If you’ve been in the studio lately, chances are you’ve noticed the beautiful leather tote, wallets and yoga mat straps in our merch section. They scream quality in an overwhelming “I need to own you now” type of way. We caught up with Myles, one half of Little Lion Man Leather to chat all things creativity, craftsmanship and going back to basics — sans social media.
How did Little Lion Man Leather initially begin?
“I started leatherwork four and a half years ago. I took a job with Alberta Health Services after I graduated from University running the diagnostic imaging unit and I hated it. I went home one day and decided I would just quit and figure it out from there. I’ve always been really hands-on and crafty with whatever projects I put my mind to. We had this really old bag in my family that lasted a super long time. I was intrigued as to why it lasted so long compared to all the others wallets and bags that had come and gone. After looking into it, I learned that more often than not the wrong kinds of leathers are being used. They’re machine stitched and essentially planned obsolesce where the products will fail after a year — and they know that. I wanted to get back to the idea of making things that will last forever. At first, you’ll like the products, but over time you’ll love them.”
How did you learn your craft?
“It was definitely trial by fire. I had no skills whatsoever. I started with simple projects and learned from there. I had a good mind for spacial reasoning and could see in my brain what I wanted to make. Some of the first things were pretty rough, but you get better every time.
Everything is made by hand, no machines are used at any part of the process besides the tannery where the leather comes from. Essentially our work is completely portable and could be offgrid. All hand cut, hand edged, hand stitched. The quality stays really high with the saddle stitching technique we use. It’s labour intensive, of course — but that’s what creates quality.

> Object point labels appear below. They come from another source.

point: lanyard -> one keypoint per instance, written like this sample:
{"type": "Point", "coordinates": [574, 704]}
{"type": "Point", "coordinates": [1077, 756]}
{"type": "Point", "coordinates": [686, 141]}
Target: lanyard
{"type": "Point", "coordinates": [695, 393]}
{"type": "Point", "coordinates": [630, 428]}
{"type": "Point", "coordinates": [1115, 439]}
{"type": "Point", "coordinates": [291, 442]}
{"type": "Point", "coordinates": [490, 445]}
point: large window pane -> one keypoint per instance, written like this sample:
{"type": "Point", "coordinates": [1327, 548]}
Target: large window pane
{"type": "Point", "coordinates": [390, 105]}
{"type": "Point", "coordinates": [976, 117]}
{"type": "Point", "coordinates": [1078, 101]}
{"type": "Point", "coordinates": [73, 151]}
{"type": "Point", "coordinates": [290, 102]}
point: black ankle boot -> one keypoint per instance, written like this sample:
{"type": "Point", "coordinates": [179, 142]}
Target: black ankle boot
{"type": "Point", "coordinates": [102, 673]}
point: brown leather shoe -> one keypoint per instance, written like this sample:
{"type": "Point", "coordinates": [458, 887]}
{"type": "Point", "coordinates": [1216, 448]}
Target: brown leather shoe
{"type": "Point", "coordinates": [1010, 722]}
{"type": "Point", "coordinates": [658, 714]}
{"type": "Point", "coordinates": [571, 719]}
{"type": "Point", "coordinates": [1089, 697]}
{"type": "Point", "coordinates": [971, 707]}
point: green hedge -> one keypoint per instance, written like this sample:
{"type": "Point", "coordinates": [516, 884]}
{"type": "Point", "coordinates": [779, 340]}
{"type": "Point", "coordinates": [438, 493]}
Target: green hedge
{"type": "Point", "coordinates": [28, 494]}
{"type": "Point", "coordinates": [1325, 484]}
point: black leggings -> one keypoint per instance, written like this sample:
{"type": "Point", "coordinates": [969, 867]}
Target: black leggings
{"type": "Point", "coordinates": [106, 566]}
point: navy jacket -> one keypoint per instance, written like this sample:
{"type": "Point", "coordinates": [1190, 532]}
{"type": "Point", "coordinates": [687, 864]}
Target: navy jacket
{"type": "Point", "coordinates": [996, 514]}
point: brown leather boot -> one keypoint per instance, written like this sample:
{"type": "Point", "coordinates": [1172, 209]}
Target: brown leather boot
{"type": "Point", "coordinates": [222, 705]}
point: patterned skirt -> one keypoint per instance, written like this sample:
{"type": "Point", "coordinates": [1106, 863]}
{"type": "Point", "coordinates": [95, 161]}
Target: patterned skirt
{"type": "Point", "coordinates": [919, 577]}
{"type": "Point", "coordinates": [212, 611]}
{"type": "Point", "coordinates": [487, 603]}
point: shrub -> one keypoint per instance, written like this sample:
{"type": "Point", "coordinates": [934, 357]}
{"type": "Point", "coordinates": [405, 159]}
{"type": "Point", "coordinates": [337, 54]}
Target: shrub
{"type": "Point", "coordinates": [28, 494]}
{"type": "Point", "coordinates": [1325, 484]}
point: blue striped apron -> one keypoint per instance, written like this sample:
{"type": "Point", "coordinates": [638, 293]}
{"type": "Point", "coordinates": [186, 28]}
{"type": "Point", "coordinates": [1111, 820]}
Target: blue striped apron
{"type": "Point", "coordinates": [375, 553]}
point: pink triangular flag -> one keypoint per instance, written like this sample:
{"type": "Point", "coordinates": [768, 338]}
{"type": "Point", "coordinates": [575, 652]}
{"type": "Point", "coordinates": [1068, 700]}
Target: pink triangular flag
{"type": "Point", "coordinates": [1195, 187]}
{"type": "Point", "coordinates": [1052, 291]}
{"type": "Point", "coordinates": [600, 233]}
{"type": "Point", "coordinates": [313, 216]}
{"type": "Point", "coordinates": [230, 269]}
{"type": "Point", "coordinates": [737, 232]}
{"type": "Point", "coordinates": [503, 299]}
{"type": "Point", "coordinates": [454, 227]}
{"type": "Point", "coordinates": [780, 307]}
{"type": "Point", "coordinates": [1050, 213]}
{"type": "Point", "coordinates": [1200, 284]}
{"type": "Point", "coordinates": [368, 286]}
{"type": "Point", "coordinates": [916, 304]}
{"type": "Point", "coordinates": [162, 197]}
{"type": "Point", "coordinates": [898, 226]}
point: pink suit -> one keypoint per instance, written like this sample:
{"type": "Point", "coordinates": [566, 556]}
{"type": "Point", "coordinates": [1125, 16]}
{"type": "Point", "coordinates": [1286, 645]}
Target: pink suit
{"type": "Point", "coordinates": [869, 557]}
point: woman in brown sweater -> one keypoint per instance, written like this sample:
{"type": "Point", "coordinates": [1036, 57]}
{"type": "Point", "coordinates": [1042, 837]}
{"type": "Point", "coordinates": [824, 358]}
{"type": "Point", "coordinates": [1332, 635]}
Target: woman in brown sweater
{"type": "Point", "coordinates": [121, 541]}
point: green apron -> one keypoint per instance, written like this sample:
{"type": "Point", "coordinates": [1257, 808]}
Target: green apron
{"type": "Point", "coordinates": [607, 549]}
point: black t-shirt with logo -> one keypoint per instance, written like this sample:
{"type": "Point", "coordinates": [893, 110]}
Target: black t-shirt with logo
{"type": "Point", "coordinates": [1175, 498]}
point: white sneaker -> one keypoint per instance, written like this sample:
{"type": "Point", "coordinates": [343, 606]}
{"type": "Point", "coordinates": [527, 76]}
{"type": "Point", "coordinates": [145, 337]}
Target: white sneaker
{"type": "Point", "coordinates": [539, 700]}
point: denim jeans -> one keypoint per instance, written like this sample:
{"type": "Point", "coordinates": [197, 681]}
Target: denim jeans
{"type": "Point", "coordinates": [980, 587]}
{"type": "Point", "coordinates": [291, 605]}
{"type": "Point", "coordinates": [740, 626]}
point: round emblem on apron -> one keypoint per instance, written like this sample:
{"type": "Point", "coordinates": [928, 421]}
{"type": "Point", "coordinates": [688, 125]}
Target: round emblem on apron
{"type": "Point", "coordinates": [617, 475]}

Leather is super cool. It’s really flexible, dynamic and luxurious. It’s high stakes because it’s expensive to work with but that’s the fun of it. It’s adaptable to all different projects — we’ve done banjo straps, belts, bags, wallets, rifle cases, menus for restaurants, coasters, wedding gifts, cigar pouches etc… People love wrapping stuff in leather. It’s just better that way.”

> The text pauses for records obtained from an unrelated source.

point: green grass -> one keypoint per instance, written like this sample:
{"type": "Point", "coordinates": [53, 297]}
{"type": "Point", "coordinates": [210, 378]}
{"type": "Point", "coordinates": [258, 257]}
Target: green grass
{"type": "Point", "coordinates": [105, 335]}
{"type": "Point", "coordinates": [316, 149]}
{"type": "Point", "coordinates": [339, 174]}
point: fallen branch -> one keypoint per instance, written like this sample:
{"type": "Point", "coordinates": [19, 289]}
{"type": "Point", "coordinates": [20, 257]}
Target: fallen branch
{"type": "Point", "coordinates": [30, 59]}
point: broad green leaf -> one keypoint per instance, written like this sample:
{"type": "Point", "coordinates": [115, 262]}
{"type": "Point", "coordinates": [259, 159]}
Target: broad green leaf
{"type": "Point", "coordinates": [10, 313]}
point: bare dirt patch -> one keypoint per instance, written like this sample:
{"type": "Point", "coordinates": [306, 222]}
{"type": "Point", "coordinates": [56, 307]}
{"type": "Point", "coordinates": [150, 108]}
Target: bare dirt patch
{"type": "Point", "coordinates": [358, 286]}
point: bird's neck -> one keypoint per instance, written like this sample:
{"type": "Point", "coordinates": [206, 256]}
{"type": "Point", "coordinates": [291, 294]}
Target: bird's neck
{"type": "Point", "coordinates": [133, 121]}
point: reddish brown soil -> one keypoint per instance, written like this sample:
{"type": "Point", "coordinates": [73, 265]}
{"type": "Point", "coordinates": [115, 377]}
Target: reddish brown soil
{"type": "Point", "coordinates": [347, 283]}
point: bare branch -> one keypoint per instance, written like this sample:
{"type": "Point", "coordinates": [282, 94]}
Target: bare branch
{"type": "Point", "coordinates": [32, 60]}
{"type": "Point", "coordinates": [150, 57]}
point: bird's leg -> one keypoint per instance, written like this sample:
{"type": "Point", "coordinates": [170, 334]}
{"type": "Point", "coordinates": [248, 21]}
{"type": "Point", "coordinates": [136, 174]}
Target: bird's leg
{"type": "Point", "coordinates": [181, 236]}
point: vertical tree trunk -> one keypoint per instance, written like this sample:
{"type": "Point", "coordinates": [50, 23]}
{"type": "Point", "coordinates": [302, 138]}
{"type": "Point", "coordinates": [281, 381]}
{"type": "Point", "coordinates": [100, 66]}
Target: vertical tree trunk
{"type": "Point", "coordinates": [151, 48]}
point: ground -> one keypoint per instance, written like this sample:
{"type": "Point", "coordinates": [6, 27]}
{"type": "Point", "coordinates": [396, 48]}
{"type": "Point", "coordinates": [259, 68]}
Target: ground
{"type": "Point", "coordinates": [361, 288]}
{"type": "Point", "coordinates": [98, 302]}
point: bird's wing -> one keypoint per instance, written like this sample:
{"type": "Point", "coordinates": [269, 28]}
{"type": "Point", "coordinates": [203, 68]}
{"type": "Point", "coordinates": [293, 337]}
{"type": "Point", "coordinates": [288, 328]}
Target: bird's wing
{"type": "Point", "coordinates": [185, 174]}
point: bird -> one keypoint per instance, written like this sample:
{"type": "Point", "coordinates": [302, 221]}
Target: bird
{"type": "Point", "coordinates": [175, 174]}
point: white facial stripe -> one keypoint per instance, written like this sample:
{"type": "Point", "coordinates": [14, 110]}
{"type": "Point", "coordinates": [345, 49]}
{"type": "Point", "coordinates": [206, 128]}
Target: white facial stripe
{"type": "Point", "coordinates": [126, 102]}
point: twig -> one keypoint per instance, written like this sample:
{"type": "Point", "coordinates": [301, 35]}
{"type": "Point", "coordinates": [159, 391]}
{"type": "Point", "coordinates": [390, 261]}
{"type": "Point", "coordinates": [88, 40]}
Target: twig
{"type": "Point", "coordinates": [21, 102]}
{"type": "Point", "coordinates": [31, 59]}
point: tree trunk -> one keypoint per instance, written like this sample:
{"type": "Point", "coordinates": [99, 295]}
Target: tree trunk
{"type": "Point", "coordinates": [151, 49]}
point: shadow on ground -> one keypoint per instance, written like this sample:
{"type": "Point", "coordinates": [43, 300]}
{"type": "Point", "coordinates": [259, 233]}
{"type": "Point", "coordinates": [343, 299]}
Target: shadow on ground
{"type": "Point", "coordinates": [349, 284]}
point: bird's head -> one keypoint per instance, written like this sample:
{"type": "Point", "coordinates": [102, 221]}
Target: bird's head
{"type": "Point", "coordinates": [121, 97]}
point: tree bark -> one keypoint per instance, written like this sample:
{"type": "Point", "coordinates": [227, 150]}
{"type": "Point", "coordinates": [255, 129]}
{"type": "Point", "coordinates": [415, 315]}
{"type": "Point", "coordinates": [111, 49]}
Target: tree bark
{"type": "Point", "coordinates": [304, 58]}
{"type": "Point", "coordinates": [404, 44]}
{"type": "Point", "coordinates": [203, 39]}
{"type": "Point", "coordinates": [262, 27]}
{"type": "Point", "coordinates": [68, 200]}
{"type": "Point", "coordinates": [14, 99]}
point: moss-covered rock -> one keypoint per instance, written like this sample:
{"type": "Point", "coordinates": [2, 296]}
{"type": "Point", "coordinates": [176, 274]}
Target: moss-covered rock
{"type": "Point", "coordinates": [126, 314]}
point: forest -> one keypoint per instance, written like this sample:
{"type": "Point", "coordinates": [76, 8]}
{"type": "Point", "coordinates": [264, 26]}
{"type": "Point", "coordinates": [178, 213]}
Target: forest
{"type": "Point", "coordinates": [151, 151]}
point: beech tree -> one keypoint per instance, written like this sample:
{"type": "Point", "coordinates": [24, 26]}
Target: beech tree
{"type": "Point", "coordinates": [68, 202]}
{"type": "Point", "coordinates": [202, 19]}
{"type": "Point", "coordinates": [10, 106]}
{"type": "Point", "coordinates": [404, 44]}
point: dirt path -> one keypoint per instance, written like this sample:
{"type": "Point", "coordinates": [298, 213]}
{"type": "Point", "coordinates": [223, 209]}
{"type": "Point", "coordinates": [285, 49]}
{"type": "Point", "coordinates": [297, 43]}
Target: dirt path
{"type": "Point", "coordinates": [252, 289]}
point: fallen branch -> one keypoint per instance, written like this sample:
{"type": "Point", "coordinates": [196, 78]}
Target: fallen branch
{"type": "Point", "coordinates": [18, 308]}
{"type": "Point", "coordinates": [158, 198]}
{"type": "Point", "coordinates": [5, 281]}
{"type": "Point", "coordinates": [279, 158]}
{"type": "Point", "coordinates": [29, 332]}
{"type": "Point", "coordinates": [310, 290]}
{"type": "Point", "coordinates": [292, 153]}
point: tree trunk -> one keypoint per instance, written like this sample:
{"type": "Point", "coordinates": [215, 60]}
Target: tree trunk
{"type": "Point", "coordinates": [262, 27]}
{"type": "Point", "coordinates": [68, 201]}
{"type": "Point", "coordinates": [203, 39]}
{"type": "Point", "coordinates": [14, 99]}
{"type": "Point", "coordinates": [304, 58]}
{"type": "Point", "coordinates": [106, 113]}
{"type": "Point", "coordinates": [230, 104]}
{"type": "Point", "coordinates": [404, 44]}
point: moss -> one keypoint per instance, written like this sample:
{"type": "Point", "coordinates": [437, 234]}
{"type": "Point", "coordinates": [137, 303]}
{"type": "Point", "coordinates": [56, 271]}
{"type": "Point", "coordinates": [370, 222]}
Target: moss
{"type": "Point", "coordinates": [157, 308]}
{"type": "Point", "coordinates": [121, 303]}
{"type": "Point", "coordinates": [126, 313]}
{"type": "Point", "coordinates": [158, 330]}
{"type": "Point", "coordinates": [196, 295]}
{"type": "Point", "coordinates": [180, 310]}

Looking back, what has been one of the most rewarding memories of LLM?
“We made this really simple wallet that a dude bought at the market. He told us he always ripped through wallets — once every six months regardless of how robust they were. He said he’d ‘gamble on it’ and hastily gave our products a go. Now, he’ll always come say hi at the markets and show us that his wallet is still going strong four years later. That’s honestly what this is all about. That guy was just searching for a wallet that fit his essential daily carry and he’s still excited about it. That’s the satisfaction I get from all of this.”

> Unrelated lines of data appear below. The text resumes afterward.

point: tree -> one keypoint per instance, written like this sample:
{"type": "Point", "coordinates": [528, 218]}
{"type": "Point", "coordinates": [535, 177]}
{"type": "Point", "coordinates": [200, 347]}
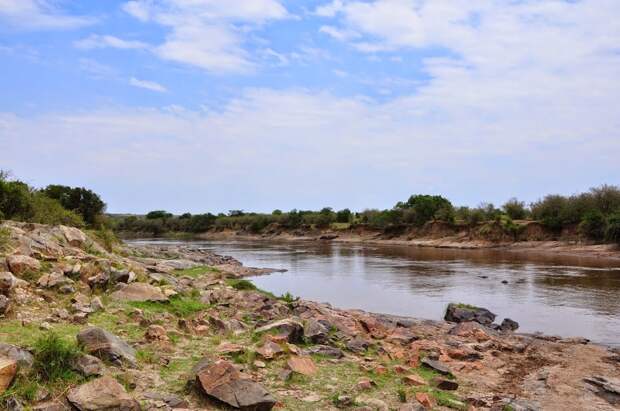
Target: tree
{"type": "Point", "coordinates": [158, 214]}
{"type": "Point", "coordinates": [343, 216]}
{"type": "Point", "coordinates": [78, 199]}
{"type": "Point", "coordinates": [515, 209]}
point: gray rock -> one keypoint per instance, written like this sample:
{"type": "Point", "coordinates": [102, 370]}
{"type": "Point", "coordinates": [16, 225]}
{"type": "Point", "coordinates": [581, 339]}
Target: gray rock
{"type": "Point", "coordinates": [88, 365]}
{"type": "Point", "coordinates": [460, 313]}
{"type": "Point", "coordinates": [102, 394]}
{"type": "Point", "coordinates": [106, 346]}
{"type": "Point", "coordinates": [292, 329]}
{"type": "Point", "coordinates": [437, 366]}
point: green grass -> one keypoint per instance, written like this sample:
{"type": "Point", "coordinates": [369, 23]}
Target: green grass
{"type": "Point", "coordinates": [179, 305]}
{"type": "Point", "coordinates": [196, 272]}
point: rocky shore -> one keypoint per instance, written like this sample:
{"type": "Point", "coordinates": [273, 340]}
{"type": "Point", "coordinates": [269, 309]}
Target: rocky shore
{"type": "Point", "coordinates": [175, 327]}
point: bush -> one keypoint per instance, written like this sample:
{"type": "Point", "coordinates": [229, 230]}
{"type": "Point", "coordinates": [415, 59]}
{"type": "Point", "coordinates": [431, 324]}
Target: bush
{"type": "Point", "coordinates": [613, 228]}
{"type": "Point", "coordinates": [53, 357]}
{"type": "Point", "coordinates": [515, 209]}
{"type": "Point", "coordinates": [593, 225]}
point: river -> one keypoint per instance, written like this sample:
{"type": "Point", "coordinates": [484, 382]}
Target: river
{"type": "Point", "coordinates": [556, 295]}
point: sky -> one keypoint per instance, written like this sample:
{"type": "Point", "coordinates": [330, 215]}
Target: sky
{"type": "Point", "coordinates": [212, 105]}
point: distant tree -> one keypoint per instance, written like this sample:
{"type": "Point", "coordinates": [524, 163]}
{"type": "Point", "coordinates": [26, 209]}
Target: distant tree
{"type": "Point", "coordinates": [425, 207]}
{"type": "Point", "coordinates": [515, 209]}
{"type": "Point", "coordinates": [344, 216]}
{"type": "Point", "coordinates": [158, 214]}
{"type": "Point", "coordinates": [78, 199]}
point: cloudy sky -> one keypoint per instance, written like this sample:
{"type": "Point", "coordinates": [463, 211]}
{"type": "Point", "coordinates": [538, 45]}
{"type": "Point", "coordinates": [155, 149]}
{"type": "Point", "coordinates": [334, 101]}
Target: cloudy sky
{"type": "Point", "coordinates": [210, 105]}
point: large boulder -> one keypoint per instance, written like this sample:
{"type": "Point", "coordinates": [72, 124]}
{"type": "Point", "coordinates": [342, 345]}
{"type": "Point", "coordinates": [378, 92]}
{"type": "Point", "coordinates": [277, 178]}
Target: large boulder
{"type": "Point", "coordinates": [107, 346]}
{"type": "Point", "coordinates": [19, 264]}
{"type": "Point", "coordinates": [139, 292]}
{"type": "Point", "coordinates": [8, 369]}
{"type": "Point", "coordinates": [459, 313]}
{"type": "Point", "coordinates": [222, 381]}
{"type": "Point", "coordinates": [102, 394]}
{"type": "Point", "coordinates": [292, 329]}
{"type": "Point", "coordinates": [7, 282]}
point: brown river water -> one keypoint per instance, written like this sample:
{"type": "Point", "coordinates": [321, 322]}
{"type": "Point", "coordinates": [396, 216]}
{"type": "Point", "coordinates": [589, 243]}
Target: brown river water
{"type": "Point", "coordinates": [556, 295]}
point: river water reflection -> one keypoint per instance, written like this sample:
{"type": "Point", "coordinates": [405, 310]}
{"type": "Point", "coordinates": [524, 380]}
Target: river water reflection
{"type": "Point", "coordinates": [557, 295]}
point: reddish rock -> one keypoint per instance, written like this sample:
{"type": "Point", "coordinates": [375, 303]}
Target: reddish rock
{"type": "Point", "coordinates": [414, 380]}
{"type": "Point", "coordinates": [424, 399]}
{"type": "Point", "coordinates": [222, 381]}
{"type": "Point", "coordinates": [302, 365]}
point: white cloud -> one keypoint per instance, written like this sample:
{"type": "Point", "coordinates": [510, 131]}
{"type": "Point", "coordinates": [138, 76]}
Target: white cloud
{"type": "Point", "coordinates": [96, 41]}
{"type": "Point", "coordinates": [207, 33]}
{"type": "Point", "coordinates": [39, 15]}
{"type": "Point", "coordinates": [149, 85]}
{"type": "Point", "coordinates": [456, 142]}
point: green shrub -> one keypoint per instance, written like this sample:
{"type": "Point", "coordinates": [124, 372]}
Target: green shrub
{"type": "Point", "coordinates": [593, 225]}
{"type": "Point", "coordinates": [53, 357]}
{"type": "Point", "coordinates": [613, 228]}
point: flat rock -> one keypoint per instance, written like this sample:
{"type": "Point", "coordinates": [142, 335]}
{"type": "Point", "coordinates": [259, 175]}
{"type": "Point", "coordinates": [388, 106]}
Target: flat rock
{"type": "Point", "coordinates": [19, 264]}
{"type": "Point", "coordinates": [102, 394]}
{"type": "Point", "coordinates": [107, 346]}
{"type": "Point", "coordinates": [302, 365]}
{"type": "Point", "coordinates": [292, 329]}
{"type": "Point", "coordinates": [8, 369]}
{"type": "Point", "coordinates": [139, 292]}
{"type": "Point", "coordinates": [457, 313]}
{"type": "Point", "coordinates": [222, 381]}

What’s it been like running a business with your brother Connor?
“We get along so well that it was a no brainer to work together on this. There’s no conflict it just feels easy. We’re really just on the same page in trying to elevate the craft to the highest level, no matter what is said. It’s important to challenge each other so that mediocrity doesn’t become the norm — even if it’s hypercritical. We’re really inspired by Japanese leather work, as it’s taken more seriously there then anywhere else in the world. The quality of work you can get in Japan is absolutely stunning.”
What’s it about LLM that is different?
“I’ve always wanted to do something like this but never knew it was possible. The feedback we are getting gives us the confidence to keep going with it. I want to make leather products that are the absolute best because it would be sweet for Calgary, and that’s what it comes down to. Being here for 31 years, we don’t have all the cool projects that a lot of bigger cities have but there’s no reason why we can’t. There’s a real movement of people here who are now trying to change the culture and make it the real deal. Our focus isn’t on moving goods out all over the world. We want to hone in on the craftsmanship and that happens right here. We can then take it one step further as new contracts arise. The drawback is that yes, this is slow. But it’s more rewarding this way. I think people need to communicate face to face in this world. It’s easy to just go through the motions without slowing down or thinking about things. [With LLM] people come down to our shop, have a whiskey or a tea and collaborate on what they want. If there’s an idea they can conceive, chances are we can make it a reality!”
What’s next for LLM?
“A few years back I worked with a boot maker down in in Pendleton, Oregon for a month. I learned the basis of boot making and to this day I still throw around the idea of pursuing that. You do run the risk of narrowing yourself because I would have to shift my entire focus, but there’s a lot of potential for a cool custom boot program to create a smart pair of boots that are made the right way. Think light-weight, waterproof, all leather construction that could be re-soled over time. Time will tell!”